La stratégie de l’équipe Arkéa-Samsic dans la troisième étape de Paris-Nice était simple : favoriser le sprint d’André Greipel. Courue vent de face, l’étape fut plus calme que les précédentes mais à cinq kilomètres de l’arrivée, le peloton s’est scindé dans la plaine, projetant cinq coureurs à l’avant. Bram Welten a protégé André Greipel et produit un très gros effort pour aider son leader à revenir à l’avant. S’il est content du travail de son jeune équipier néerlandais, André Greipel a manqué de fraîcheur au cours du sprint massif dont il a pris la quatorzième place.


André Greipel (14e) : « Ce matin, on voulait tous bien faire, on voulait aller chercher un bon résultat pour Max et Warren. Toute la journée, l’équipe a vraiment bien travaillé autour de moi. On savait que certaines formations allaient mettre en route dans les derniers kilomètres. On était bien placé avec Bram mais ça a cassé juste devant nous. Bram a réussi à faire la jonction à deux kilomètres, mais ensuite j’ai manqué de fraicheur. Je suis déçu, j’ai fait des erreurs… »
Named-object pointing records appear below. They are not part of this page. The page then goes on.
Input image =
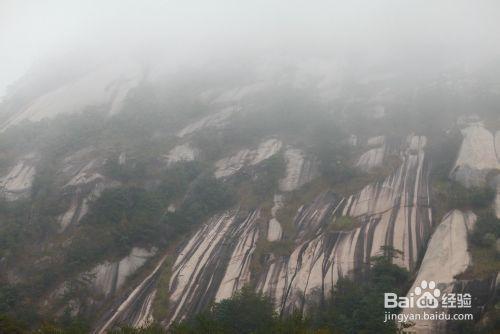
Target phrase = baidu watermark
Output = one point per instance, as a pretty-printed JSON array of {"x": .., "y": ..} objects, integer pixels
[{"x": 431, "y": 303}]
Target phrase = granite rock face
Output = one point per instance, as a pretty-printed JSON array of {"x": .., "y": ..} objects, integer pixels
[
  {"x": 300, "y": 170},
  {"x": 446, "y": 256},
  {"x": 374, "y": 157},
  {"x": 217, "y": 120},
  {"x": 83, "y": 183},
  {"x": 229, "y": 166},
  {"x": 111, "y": 276},
  {"x": 17, "y": 182},
  {"x": 106, "y": 86},
  {"x": 274, "y": 229},
  {"x": 479, "y": 154},
  {"x": 183, "y": 152},
  {"x": 215, "y": 261},
  {"x": 393, "y": 212}
]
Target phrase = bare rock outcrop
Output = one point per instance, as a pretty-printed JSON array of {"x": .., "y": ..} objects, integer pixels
[
  {"x": 300, "y": 170},
  {"x": 17, "y": 183},
  {"x": 229, "y": 166},
  {"x": 478, "y": 155},
  {"x": 107, "y": 85},
  {"x": 446, "y": 256}
]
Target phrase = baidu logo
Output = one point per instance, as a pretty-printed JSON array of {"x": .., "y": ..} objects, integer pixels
[{"x": 426, "y": 295}]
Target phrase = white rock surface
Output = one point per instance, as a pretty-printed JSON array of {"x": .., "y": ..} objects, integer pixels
[
  {"x": 477, "y": 156},
  {"x": 225, "y": 244},
  {"x": 274, "y": 230},
  {"x": 194, "y": 259},
  {"x": 238, "y": 269},
  {"x": 392, "y": 212},
  {"x": 446, "y": 257},
  {"x": 374, "y": 157},
  {"x": 110, "y": 276},
  {"x": 376, "y": 141},
  {"x": 299, "y": 170},
  {"x": 106, "y": 85},
  {"x": 17, "y": 183},
  {"x": 216, "y": 120},
  {"x": 184, "y": 152},
  {"x": 228, "y": 166}
]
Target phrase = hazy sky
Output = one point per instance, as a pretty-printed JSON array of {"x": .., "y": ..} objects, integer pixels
[{"x": 184, "y": 30}]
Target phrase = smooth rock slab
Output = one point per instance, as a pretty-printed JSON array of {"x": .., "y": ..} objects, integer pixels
[
  {"x": 18, "y": 180},
  {"x": 299, "y": 170},
  {"x": 229, "y": 166},
  {"x": 184, "y": 152},
  {"x": 446, "y": 256},
  {"x": 477, "y": 156}
]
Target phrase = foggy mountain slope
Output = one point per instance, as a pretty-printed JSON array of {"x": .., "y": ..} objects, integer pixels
[
  {"x": 106, "y": 85},
  {"x": 155, "y": 209}
]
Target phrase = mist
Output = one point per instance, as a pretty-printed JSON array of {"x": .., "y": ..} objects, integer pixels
[{"x": 170, "y": 34}]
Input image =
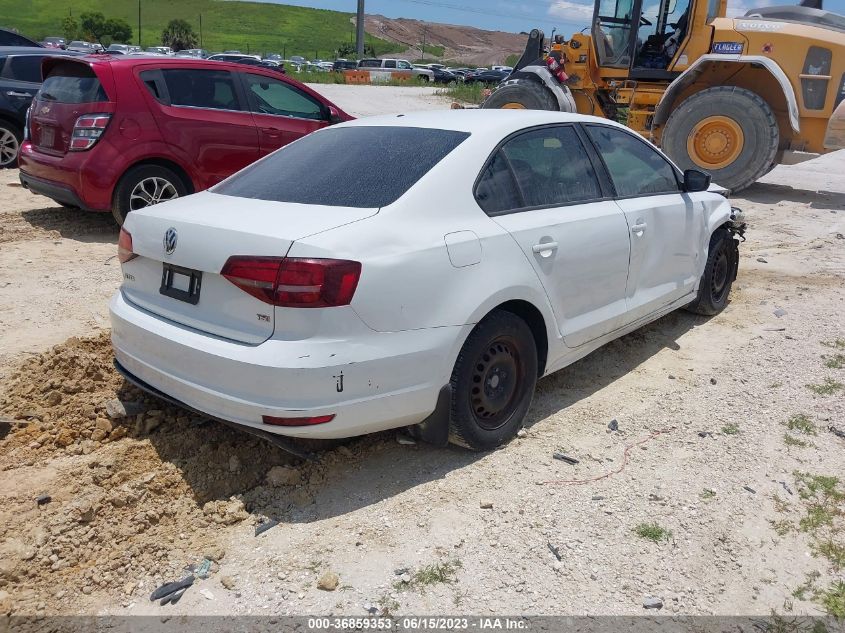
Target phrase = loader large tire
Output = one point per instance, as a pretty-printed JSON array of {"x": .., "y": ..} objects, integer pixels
[
  {"x": 727, "y": 131},
  {"x": 521, "y": 94}
]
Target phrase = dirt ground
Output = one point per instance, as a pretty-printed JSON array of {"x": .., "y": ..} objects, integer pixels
[{"x": 716, "y": 495}]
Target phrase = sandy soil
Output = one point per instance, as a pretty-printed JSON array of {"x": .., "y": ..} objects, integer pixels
[{"x": 702, "y": 450}]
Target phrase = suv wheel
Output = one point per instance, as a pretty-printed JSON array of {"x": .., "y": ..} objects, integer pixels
[
  {"x": 144, "y": 186},
  {"x": 10, "y": 142}
]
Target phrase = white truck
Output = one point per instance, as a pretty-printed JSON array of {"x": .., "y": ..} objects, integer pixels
[{"x": 396, "y": 65}]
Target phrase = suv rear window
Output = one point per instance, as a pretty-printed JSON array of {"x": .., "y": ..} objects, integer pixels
[
  {"x": 23, "y": 68},
  {"x": 72, "y": 83},
  {"x": 364, "y": 167}
]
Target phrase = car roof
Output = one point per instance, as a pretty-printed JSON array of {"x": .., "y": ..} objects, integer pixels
[
  {"x": 494, "y": 122},
  {"x": 27, "y": 50}
]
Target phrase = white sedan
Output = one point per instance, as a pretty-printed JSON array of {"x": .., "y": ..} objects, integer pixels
[{"x": 417, "y": 270}]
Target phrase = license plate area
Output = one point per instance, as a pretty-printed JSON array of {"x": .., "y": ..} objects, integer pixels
[
  {"x": 47, "y": 137},
  {"x": 181, "y": 283}
]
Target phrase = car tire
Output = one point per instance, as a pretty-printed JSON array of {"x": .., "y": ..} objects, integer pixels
[
  {"x": 744, "y": 129},
  {"x": 719, "y": 274},
  {"x": 143, "y": 182},
  {"x": 521, "y": 94},
  {"x": 10, "y": 142},
  {"x": 492, "y": 382}
]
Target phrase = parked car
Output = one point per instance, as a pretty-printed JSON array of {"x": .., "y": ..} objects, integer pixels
[
  {"x": 397, "y": 65},
  {"x": 78, "y": 46},
  {"x": 20, "y": 79},
  {"x": 443, "y": 76},
  {"x": 232, "y": 57},
  {"x": 12, "y": 38},
  {"x": 487, "y": 76},
  {"x": 54, "y": 42},
  {"x": 199, "y": 53},
  {"x": 119, "y": 49},
  {"x": 340, "y": 65},
  {"x": 420, "y": 270},
  {"x": 121, "y": 133}
]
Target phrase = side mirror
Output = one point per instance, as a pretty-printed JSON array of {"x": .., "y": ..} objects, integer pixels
[
  {"x": 695, "y": 180},
  {"x": 334, "y": 116}
]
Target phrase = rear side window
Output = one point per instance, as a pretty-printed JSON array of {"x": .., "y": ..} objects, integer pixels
[
  {"x": 72, "y": 83},
  {"x": 365, "y": 167},
  {"x": 548, "y": 166},
  {"x": 198, "y": 88},
  {"x": 23, "y": 68},
  {"x": 273, "y": 96},
  {"x": 635, "y": 167}
]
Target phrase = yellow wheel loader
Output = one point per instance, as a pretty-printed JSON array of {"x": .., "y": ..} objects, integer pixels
[{"x": 731, "y": 96}]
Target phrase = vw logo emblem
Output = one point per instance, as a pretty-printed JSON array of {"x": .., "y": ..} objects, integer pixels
[{"x": 170, "y": 238}]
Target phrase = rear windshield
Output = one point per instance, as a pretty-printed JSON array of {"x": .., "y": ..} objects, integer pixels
[
  {"x": 365, "y": 167},
  {"x": 72, "y": 83}
]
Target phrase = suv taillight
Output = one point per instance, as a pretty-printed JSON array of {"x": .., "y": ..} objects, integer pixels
[
  {"x": 124, "y": 247},
  {"x": 26, "y": 124},
  {"x": 87, "y": 131},
  {"x": 295, "y": 282}
]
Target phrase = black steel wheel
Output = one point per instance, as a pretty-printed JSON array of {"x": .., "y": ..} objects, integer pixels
[
  {"x": 493, "y": 382},
  {"x": 719, "y": 274}
]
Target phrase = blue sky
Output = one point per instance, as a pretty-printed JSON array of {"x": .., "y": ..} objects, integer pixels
[{"x": 507, "y": 15}]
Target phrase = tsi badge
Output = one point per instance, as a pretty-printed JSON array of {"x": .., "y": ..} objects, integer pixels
[
  {"x": 728, "y": 48},
  {"x": 170, "y": 238}
]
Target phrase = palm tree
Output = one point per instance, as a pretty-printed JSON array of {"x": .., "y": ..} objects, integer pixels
[{"x": 179, "y": 35}]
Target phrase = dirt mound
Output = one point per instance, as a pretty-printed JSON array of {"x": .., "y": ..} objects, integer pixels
[
  {"x": 54, "y": 223},
  {"x": 131, "y": 499},
  {"x": 461, "y": 44}
]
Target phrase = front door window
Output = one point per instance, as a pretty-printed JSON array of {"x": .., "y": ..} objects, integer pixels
[{"x": 612, "y": 32}]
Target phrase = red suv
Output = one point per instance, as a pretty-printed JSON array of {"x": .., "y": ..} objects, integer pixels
[{"x": 119, "y": 134}]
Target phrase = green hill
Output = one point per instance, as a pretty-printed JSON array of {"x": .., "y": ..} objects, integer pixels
[{"x": 226, "y": 24}]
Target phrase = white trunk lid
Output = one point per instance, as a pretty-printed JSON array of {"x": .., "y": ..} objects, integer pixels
[{"x": 210, "y": 228}]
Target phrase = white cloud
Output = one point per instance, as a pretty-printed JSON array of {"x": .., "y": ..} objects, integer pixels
[{"x": 571, "y": 11}]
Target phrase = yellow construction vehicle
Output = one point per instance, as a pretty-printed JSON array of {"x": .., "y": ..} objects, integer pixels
[{"x": 732, "y": 96}]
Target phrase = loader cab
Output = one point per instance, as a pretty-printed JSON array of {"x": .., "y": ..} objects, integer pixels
[{"x": 643, "y": 36}]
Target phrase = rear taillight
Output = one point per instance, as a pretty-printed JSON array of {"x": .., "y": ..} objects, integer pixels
[
  {"x": 26, "y": 124},
  {"x": 274, "y": 421},
  {"x": 295, "y": 282},
  {"x": 87, "y": 131},
  {"x": 124, "y": 247}
]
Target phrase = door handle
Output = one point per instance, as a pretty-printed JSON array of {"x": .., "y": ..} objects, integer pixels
[{"x": 544, "y": 247}]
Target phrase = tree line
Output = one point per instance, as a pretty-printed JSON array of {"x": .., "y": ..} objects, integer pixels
[{"x": 95, "y": 27}]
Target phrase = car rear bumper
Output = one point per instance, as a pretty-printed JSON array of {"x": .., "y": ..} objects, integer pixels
[
  {"x": 369, "y": 381},
  {"x": 58, "y": 192},
  {"x": 77, "y": 178}
]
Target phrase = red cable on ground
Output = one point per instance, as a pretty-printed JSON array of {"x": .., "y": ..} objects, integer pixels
[{"x": 575, "y": 482}]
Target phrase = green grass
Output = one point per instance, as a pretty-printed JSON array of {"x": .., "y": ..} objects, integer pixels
[
  {"x": 827, "y": 388},
  {"x": 833, "y": 600},
  {"x": 837, "y": 361},
  {"x": 794, "y": 441},
  {"x": 466, "y": 93},
  {"x": 824, "y": 518},
  {"x": 802, "y": 424},
  {"x": 835, "y": 344},
  {"x": 435, "y": 574},
  {"x": 652, "y": 532},
  {"x": 246, "y": 26}
]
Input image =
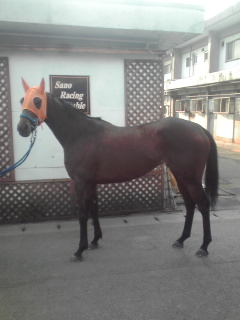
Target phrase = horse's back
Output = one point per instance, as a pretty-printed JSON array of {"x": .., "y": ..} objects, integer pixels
[{"x": 187, "y": 145}]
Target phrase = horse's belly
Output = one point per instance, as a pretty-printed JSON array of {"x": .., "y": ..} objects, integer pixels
[{"x": 120, "y": 172}]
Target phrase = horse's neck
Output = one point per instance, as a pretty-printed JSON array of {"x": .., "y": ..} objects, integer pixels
[{"x": 64, "y": 127}]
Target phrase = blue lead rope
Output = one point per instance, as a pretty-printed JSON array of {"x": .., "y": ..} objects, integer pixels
[{"x": 15, "y": 165}]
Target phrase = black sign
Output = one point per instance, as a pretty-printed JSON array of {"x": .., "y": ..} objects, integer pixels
[{"x": 73, "y": 89}]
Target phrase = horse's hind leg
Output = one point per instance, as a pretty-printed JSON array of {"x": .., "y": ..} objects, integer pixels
[
  {"x": 96, "y": 224},
  {"x": 203, "y": 204},
  {"x": 190, "y": 207},
  {"x": 84, "y": 193}
]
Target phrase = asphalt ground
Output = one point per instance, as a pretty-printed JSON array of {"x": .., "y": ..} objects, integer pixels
[{"x": 134, "y": 274}]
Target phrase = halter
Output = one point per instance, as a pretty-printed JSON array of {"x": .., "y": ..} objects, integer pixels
[
  {"x": 40, "y": 109},
  {"x": 35, "y": 121}
]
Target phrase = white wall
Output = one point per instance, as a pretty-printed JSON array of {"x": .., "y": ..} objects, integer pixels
[
  {"x": 106, "y": 100},
  {"x": 198, "y": 69},
  {"x": 223, "y": 64}
]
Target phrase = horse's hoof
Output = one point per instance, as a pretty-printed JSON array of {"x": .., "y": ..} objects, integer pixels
[
  {"x": 201, "y": 253},
  {"x": 177, "y": 244},
  {"x": 76, "y": 259},
  {"x": 93, "y": 246}
]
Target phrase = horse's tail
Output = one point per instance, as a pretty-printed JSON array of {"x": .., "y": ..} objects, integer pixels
[{"x": 211, "y": 173}]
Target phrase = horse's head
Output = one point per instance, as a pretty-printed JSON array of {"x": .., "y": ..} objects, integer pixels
[{"x": 34, "y": 108}]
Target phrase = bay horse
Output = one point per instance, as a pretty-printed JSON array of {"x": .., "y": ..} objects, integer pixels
[{"x": 97, "y": 152}]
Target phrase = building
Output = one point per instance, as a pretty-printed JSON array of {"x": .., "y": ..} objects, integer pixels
[
  {"x": 202, "y": 77},
  {"x": 117, "y": 47}
]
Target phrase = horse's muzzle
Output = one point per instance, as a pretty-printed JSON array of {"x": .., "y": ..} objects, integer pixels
[{"x": 24, "y": 127}]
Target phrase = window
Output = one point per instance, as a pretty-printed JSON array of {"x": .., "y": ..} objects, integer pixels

Bram Welten : « Aujourd’hui était un jour plus simple que les deux derniers C’était plus calme au début, sans vent.  Je suis resté tout le temps avec André.  A cinq kilomètres de l’arrivée, il y a eu une bordure … Il a fallu combler l’écart « full gas » pour espérer disputer le sprint, alors j’ai roulé à l’avant du deuxième groupe, pour permettre à André de rentrer. Un premier groupe arrive à revenir, nous ensuite, et me suis écarté à 2, 6 kilomètres de l’arrivée sur le pont après avoir roulé à fond pour boucher l’écart. On ne gagne pas, on est forcément déçus, mais c’était bien de pouvoir travailler avec André, bien de pouvoir participer au final. Après comme il y a eu la bordure, je n’ai pas pu lancer André dans le final comme un sprint « normal » mais c’est le jeu. On a discuté sur le home trainer avec André à l’arrivée. Il m’a dit que ce que j’avais fait aujourd’hui était bien mais qu’il lui a manqué de la force.  »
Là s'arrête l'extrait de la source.